By Mikkel Hald, 14/12/23
REFEDS Assurance Framwork (“RAF”) – the international standard for assurance levels of digital identities in research and education – has been notoriously difficult to implement for the user organisations (the universities etc.). That is due to the standard not having been readable as a self-contained document, but rather having defined many of its elements in terms of other standards – which implementors have then had to consult to be able to complete implementing RAF.
REFEDS has listened to the criticism – and long been working to edit the standard into a self-contained and thus far more easy to use document. This version of RAF is ready now and can be seen here.

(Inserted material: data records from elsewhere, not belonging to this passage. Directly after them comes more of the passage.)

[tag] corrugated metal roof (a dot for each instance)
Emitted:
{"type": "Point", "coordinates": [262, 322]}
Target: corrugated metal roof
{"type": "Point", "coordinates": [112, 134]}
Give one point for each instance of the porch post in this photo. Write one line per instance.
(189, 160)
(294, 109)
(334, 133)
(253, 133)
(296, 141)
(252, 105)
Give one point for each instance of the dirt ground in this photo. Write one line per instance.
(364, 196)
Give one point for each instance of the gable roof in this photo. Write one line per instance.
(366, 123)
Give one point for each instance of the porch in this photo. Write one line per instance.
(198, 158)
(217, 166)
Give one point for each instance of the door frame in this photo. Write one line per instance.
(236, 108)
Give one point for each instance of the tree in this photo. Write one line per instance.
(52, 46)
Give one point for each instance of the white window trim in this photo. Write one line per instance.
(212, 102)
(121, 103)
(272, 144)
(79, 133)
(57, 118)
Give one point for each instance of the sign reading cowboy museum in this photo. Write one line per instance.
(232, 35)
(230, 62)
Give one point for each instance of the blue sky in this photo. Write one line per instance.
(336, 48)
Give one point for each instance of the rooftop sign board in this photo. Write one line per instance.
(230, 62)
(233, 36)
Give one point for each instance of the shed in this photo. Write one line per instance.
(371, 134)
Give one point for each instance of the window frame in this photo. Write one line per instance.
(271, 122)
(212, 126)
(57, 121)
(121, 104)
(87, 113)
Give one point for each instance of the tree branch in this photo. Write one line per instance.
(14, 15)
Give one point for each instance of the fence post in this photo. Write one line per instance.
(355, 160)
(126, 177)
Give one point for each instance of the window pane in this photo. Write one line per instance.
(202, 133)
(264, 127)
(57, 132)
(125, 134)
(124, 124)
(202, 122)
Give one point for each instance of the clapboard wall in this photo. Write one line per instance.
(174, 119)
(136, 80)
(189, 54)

Being self-contained remains the chief difference between the first and second editions of the framework – and no other documents are needed to understand and implement the standard's requirements in its most recent formulation. But other than that, a few of the framework's definitions have in fact been changed too – in particular the definition of those values expressing the extent to which the user organisation has made sure the digital identity has been handed to the intended physical person. To signal to the service providers how these values (the IAP values) are to be interpreted, the user organisation must (in the eduPersonAssurance attribute) supply the value https://refeds.org/assurance/version/2 in the cases where the user's RAF values are to be interpreted in accordance with the second edition of the standard.
User organisations that have already implemented RAF according to the first version of the framework don't need to change anything; only they might consider adopting the new definitions of the IAP values. But user organisations that haven't implemented RAF yet should see a much easier process doing so when basing the effort on the standard's second version.